C´est dire l´importance que Jean-Paul II accorde au nouveau saint pour l´Eglise d´aujourd´hui et pour le monde. C´est dire combien le pape confirme la dévotion populaire exceptionnelle dont jouit l´humble Capucin italien « qui fait des miracles »: témoins les quelque 7 millions de visiteurs par an enregistrés à San Giovanni Rotondo, et des milliers de « groupes de prière Padre Pio » sous toutes les latitudes.

En réponse, la voix du peuple chrétien a fait entendre une immense clameur de joie et des applaudissements prolongés ont enflammé toute la rue de la Conciliation, jusqu´au Tibre et les rues adjacentes, jusqu´à la place du Risorgimento: plus de 300 000 fidèles du monde entier étaient agglutinés sur l´asphalte déjà brûlant, sous les fichus, les bobs, les voiles et les casquettes, les parapluies ressortis en ombrelles. Aux couleurs du Vatican, jaunes et blancs pour les cardinaux.

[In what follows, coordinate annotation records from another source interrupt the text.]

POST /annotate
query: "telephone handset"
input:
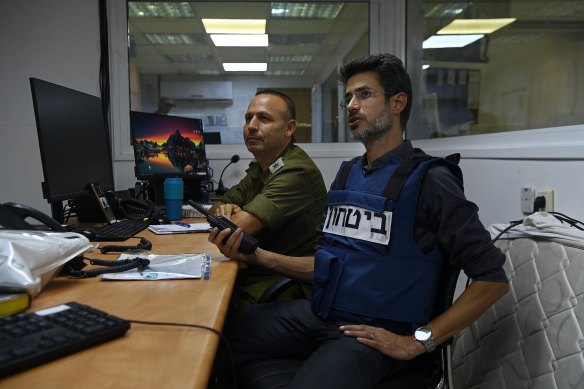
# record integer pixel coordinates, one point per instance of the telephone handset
(14, 215)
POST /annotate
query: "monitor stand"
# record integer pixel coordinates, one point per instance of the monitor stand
(192, 189)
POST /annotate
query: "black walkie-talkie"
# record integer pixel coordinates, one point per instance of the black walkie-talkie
(249, 243)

La joie faisait sortir d´eux-mêmes jusqu´aux pèlerins les plus recueillis, jusqu´ici agrippés au livret de la célébration pour ne pas en perdre une miette de grâce et bien regroupés autour des écrans géants, debout ou reposés sur leur pliants, ou sur les cartons de centaines de milliers de bouteilles d´eau distribuées par la Ville.

Au même instant, à quelque 350 kilomètres de là, plus au Sud, dans la province de Foggia, où seuls les économes oliviers centenaires résistent à la canicule, la pluie bénie de cinq millions de pétales de roses se balançait doucement sur le sanctuaire et la ville de San Giovanni Rotondo qui abrite la tombe du saint, son couvent et sa grande oeuvre: l´ultra-moderne hôpital qu´il a voulu appeler « Maison du soulagement de la souffrance » que certains appellent « Maison de la transfiguration de la souffrance » (Maria Winowska, Le vrai visage de padre Pio, Fayard).

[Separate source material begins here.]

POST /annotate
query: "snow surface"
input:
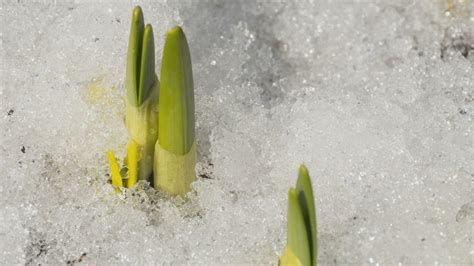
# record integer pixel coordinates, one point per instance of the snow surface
(375, 97)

Car le « Padre Pio », qui a porté dans son corps pendant cinquante ans les plaies vives de la Passion du Christ, transformant chaque jour cette souffrance en amour, n´a en effet pas cessé de lutter pour alléger toute souffrance physique et spirituelle aux malades et aux visiteurs auxquels il se dispensait dans le sacrement de la réconciliation. Aucune complaisance dans la douleur donc: la souffrance est un mal, dit le nouveau saint, mais par sa Croix, le Christ a donné à ses disciples le pouvoir de la moudre en amour. « Comme elle est actuelle cette spiritualité de la Croix vécue par l´humble Capucin de Pietrelcina, s´exclamait le pape dans son homélie. Notre temps a besoin d´en redécouvrir la valeur pour ouvrir le coeur à l´espérance ».

Et en réponse à cette pluie de roses, 40 000 fidèles faisaient monter vers le ciel en applaudissant une gerbe de 12 327 ballons: un envol rappelant leur attente active, pendant 12 327 jours, que la « cause » de Padre Pio introduite auprès des tribunaux ecclésiastiques aboutisse à sa canonisation.

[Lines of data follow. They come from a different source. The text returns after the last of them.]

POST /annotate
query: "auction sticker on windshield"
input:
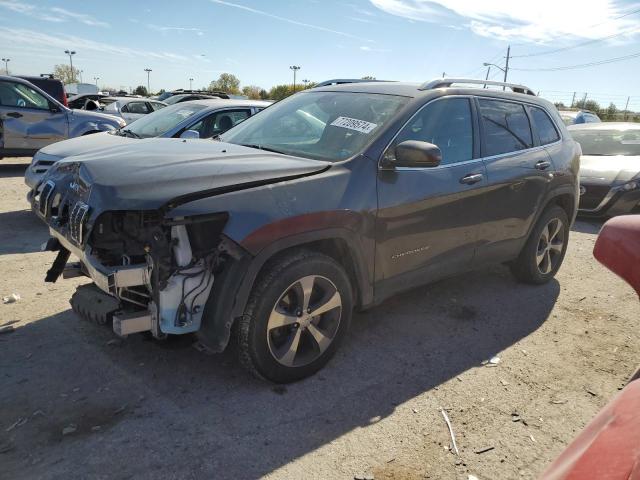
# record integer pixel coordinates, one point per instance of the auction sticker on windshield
(354, 124)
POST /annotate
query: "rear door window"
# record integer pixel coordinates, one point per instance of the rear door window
(506, 127)
(544, 126)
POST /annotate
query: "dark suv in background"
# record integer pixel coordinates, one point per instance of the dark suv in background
(334, 198)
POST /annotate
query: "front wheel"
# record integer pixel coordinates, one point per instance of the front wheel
(544, 251)
(297, 315)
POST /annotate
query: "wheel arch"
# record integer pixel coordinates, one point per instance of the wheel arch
(340, 244)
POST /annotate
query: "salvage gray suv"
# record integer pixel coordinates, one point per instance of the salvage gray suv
(31, 119)
(333, 199)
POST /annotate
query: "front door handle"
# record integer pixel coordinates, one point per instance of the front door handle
(543, 165)
(471, 178)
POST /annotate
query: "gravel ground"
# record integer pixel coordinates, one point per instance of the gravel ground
(75, 402)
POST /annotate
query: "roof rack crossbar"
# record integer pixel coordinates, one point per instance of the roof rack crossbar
(447, 82)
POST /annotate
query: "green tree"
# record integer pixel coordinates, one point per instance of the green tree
(226, 82)
(278, 92)
(141, 90)
(252, 92)
(65, 74)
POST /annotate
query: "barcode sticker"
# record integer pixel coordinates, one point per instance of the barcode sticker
(354, 124)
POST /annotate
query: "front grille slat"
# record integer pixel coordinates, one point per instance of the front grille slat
(77, 218)
(45, 196)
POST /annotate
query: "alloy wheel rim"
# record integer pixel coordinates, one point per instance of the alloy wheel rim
(304, 321)
(550, 246)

C´est Jean-Paul II lui même qui a fait accélérer les choses. On se souvient que le jeune évêque de Cracovie avait adressé au Padre Pio deux lettres, en latin, d´abord pour lui demander de bien vouloir prier pour une mère de famille polonaise de cinq enfants atteinte d´un cancer, la psychiatre Wanda Poltawska (cf. ci-dessous, Fides). L´opération s´était ensuite révélée inutile: entre temps, elle avait été guérie de façon définitive, et inexplicable médicalement, et sans séquelles. La seconde lettre, dix jours plus tard, remerciait le bon Padre Pio de son intercession.

Car le jeune Karol Wojtyla, venu compléter à Rome ses études de théologie, connaissait la sainteté du disciple de saint François. Il était naguère allé trouver le Capucin des Pouilles à San Giovanni Rotondo et il s´était confessé à lui. Le souvenir impressionné de cette visite avait quelques années plus tard, inspiré au jeune évêque cette demande. Mais cette confession, le Vatican en a toujours démenti la rumeur, n´a pas été accompagnée d´une soi-disant prédiction de l´élection de Karol Wojtyla comme Successeur de Pierre. La confession, elle, a bien eu lieu.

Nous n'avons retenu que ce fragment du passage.